# Monitor empfehlung gesucht



## Koksi (6. September 2012)

Guten morgen 
Ich suche für einen Kumpel von mir einen neuen Monitor zum zocken.
Gespielt wird Bf3, guild wars 2 und eines dieser zahllosen dota artigen spiele.

24 Zoll mit full hd wären toll.
Limit 200€ aber gerne auch etwas empfehlenswertes drunter


----------



## Painkiller (6. September 2012)

Wie wäre es damit?

LG Electronics Flatron IPS235P, 23" Preisvergleich | Geizhals Deutschland
LG Electronics Flatron IPS234V, 23" Preisvergleich | Geizhals Deutschland


----------



## max00 (6. September 2012)

oder damit:

DELL U2312


----------



## beren2707 (6. September 2012)

Auch ein gutes Modell wäre der hier.


----------



## Painkiller (6. September 2012)

Der Dell an sich ist nicht schlecht, aber der LG hat die besseren Farben und das modernere Panel auf Lager.

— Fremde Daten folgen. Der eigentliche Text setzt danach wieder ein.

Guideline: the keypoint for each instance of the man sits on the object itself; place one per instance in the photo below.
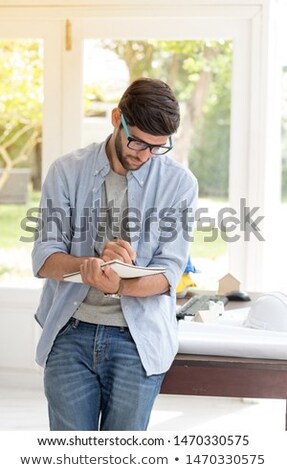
(107, 342)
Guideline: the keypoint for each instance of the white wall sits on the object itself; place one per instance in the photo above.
(19, 334)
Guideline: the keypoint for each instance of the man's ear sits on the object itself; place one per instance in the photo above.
(116, 117)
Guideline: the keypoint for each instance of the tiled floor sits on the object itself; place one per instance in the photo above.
(26, 410)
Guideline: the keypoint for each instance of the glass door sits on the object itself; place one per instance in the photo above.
(203, 71)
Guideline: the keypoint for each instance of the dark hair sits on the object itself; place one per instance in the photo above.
(150, 105)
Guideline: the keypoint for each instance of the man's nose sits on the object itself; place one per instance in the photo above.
(144, 155)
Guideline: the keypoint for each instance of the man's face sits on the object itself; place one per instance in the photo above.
(134, 159)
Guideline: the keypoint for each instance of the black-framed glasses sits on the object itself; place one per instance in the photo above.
(140, 145)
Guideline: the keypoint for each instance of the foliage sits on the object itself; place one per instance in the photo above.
(21, 93)
(200, 74)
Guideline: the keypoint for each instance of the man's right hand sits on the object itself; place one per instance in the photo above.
(118, 249)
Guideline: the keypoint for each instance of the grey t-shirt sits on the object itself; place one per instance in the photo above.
(96, 307)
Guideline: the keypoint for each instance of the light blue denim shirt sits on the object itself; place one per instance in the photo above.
(161, 196)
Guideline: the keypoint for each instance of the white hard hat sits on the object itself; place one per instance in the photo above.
(269, 312)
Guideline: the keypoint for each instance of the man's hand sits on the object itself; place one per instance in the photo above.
(118, 249)
(106, 280)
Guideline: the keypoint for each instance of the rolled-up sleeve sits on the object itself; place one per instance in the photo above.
(53, 231)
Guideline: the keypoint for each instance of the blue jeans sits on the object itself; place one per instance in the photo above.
(94, 380)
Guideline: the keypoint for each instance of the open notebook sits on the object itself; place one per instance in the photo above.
(125, 271)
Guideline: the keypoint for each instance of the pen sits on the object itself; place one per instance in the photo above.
(133, 261)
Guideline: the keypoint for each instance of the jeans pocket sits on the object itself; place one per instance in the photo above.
(72, 323)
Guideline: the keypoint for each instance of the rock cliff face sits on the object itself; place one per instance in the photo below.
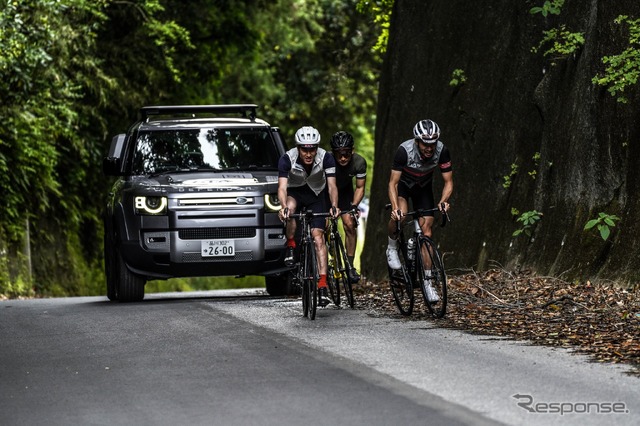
(577, 150)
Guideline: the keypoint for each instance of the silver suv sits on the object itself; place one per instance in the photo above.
(196, 195)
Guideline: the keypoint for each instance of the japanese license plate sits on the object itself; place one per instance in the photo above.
(218, 248)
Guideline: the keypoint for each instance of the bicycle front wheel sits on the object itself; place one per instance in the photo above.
(343, 267)
(402, 290)
(433, 280)
(311, 280)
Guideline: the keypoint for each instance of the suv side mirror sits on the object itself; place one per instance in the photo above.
(112, 164)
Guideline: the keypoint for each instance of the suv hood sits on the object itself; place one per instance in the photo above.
(199, 181)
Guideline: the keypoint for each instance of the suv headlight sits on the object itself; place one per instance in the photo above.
(271, 202)
(150, 205)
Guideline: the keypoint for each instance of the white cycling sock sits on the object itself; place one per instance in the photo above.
(392, 243)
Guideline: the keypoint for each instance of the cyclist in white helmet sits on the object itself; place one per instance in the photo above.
(307, 178)
(412, 179)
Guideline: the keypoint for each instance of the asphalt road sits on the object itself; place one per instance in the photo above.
(241, 358)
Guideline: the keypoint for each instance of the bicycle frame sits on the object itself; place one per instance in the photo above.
(338, 262)
(424, 269)
(306, 270)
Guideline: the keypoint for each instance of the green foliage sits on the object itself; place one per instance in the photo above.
(528, 220)
(549, 7)
(381, 11)
(622, 70)
(458, 78)
(563, 43)
(508, 178)
(603, 223)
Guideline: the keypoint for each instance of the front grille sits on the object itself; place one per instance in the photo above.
(240, 256)
(216, 233)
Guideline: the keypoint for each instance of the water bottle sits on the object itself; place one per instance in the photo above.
(411, 248)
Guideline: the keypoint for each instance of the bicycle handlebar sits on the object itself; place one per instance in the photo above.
(308, 214)
(420, 212)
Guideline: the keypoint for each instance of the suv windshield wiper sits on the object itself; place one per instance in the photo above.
(184, 170)
(251, 167)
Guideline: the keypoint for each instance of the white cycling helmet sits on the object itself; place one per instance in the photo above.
(307, 137)
(426, 131)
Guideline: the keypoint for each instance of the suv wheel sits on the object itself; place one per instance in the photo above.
(129, 286)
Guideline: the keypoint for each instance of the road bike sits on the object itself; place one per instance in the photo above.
(305, 271)
(421, 265)
(338, 262)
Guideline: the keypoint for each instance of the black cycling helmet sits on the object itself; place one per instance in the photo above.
(426, 131)
(341, 140)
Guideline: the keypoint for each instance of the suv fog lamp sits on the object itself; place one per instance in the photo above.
(151, 205)
(271, 202)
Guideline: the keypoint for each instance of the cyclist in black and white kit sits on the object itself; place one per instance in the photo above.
(306, 178)
(349, 165)
(412, 178)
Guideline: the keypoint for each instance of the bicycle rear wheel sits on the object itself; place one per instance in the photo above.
(433, 281)
(302, 273)
(333, 272)
(402, 290)
(343, 267)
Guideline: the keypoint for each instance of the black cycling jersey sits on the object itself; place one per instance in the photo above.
(418, 170)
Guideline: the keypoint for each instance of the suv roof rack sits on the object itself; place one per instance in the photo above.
(242, 109)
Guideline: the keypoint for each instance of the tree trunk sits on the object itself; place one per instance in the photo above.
(575, 147)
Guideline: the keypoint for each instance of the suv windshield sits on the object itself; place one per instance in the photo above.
(159, 151)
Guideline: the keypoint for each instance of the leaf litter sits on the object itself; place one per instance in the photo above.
(600, 320)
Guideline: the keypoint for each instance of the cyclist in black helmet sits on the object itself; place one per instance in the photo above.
(412, 178)
(349, 165)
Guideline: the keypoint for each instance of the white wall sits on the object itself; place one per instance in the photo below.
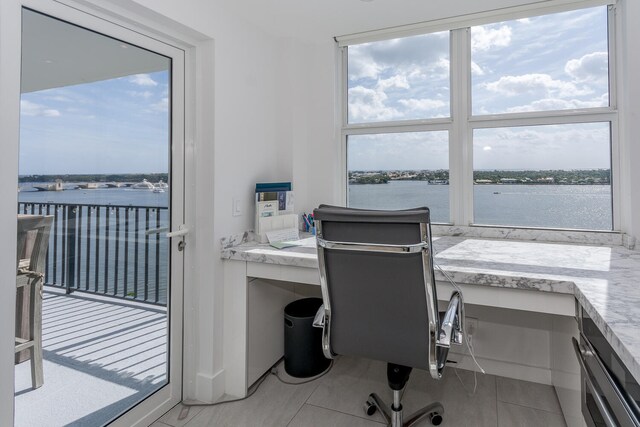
(9, 131)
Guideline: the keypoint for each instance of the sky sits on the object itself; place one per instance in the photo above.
(552, 62)
(113, 126)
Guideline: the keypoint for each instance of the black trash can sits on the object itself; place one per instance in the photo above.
(303, 355)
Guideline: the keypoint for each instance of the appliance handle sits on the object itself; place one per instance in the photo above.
(608, 419)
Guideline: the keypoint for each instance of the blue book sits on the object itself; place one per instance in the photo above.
(265, 187)
(282, 200)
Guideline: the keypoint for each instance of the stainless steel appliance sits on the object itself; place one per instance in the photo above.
(610, 394)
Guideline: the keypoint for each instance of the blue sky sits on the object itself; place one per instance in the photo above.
(552, 62)
(112, 126)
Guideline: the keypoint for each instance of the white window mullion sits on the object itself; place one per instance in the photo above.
(460, 192)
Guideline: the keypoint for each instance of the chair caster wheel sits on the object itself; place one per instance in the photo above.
(369, 407)
(436, 418)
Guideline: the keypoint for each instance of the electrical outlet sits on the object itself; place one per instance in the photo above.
(471, 325)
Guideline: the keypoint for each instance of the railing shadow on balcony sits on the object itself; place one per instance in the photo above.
(111, 250)
(101, 356)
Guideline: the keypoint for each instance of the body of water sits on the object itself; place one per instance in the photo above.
(123, 196)
(112, 251)
(554, 206)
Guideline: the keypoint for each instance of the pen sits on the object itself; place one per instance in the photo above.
(307, 223)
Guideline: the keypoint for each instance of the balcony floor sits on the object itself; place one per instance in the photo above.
(101, 355)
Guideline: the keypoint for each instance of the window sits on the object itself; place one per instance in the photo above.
(382, 176)
(524, 137)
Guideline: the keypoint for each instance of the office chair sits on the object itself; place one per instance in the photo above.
(380, 301)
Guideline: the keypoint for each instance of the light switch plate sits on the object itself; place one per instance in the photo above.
(236, 207)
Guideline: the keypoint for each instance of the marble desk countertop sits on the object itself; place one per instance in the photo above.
(604, 279)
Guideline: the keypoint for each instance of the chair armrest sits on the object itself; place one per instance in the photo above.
(318, 320)
(452, 324)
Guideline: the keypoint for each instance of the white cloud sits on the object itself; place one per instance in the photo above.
(369, 104)
(422, 104)
(140, 94)
(484, 38)
(548, 104)
(29, 108)
(476, 70)
(161, 106)
(397, 81)
(142, 80)
(590, 67)
(540, 85)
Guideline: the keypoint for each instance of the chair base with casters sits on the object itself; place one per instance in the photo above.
(397, 376)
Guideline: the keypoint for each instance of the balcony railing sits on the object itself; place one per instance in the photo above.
(106, 249)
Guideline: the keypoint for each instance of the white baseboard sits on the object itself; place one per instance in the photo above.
(504, 369)
(209, 388)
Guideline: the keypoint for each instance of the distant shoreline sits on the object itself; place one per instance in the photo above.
(488, 177)
(69, 178)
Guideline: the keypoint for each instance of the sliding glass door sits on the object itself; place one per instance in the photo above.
(102, 155)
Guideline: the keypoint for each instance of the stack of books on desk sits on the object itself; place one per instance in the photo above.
(274, 208)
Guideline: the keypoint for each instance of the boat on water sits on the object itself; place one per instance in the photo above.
(144, 185)
(50, 187)
(89, 186)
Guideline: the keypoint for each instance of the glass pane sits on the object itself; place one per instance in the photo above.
(399, 171)
(94, 156)
(550, 62)
(543, 176)
(400, 79)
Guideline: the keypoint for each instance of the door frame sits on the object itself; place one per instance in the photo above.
(182, 127)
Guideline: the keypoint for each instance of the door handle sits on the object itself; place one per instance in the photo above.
(182, 230)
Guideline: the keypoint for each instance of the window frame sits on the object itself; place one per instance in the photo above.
(462, 122)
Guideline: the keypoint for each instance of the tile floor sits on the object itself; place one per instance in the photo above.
(337, 399)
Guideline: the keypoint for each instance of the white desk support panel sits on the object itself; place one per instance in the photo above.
(253, 312)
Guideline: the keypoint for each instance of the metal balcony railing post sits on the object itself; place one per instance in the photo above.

Der Asus ist ein TN-Monitor. Er bietet halt nicht so genaue Farbabstufungen wie die IPS-Panels.


----------



## max00 (6. September 2012)

<> schrieb:


> Der Dell an sich ist nicht schlecht, aber der LG hat die besseren Farben und das modernere Panel auf Lager.
> 
> Der Asus ist ein TN-Monitor. Er bietet halt nicht so genaue Farbabstufungen wie die IPS-Panels.


 
Gut zu wissen!
Hab zwar dank meinem Handy (LG P990) derzeit immer noch eine leichte Abneigung gegenüber LG, aber ich glaub bei Monitoren dürfte ihnen Android nicht so viele Schwierigkeiten bieten 

Edit:
Den USB-Hub find ich aber am Dell genial- hab das Vorgängermodell und möchte diese Anschlüsse schön versteckt, aber trotzdem in Reichweite nicht mehr missen!


----------



## Koksi (7. September 2012)

Danke für die ganzen Vorschläge

der LG Electronics Flatron IPS235P, 23" Preisvergleich | Geizhals Deutschland gefällt mir momentan sehr gut ich glaube ich werde mich mal noch ein bisschen schlau über ihn machen


----------



## Yakoozar (7. September 2012)

Es kommt halt darauf an, dass er schnell ist bei den Games, damit du nicht immer die VerticalSync aktivieren musst, was dann wieder Rechenpower kostet.
Alternativ zu den oben genannten kann ich aus eigener Erfahrung Benq empfehlen, die liegen im unteren Preissegment und sind trotzdem ziemlich gut:BENQ GW 2250 HM 54,6 cm Full HD LED TFT schwarz - EURONICS


----------



## Koksi (7. September 2012)

Yakoozar schrieb:
			
		

> Es kommt halt darauf an, dass er schnell ist bei den Games, damit du nicht immer die VerticalSync aktivieren musst, was dann wieder Rechenpower kostet.
> Alternativ zu den oben genannten kann ich aus eigener Erfahrung Benq empfehlen, die liegen im unteren Preissegment und sind trotzdem ziemlich gut:BENQ GW 2250 HM 54,6 cm Full HD LED TFT schwarz - EURONICS



Da hast du wohl recht geschwindigkeit ist schon wichtig nur ich glaube 21,5 zoll ist dann doch ein bisschen wenig hatte da an so 23/24 zoll gedacht.


----------



## Painkiller (11. September 2012)

Der LG ist durchaus schnell. Sogar für Shooter ist er geeignet.


----------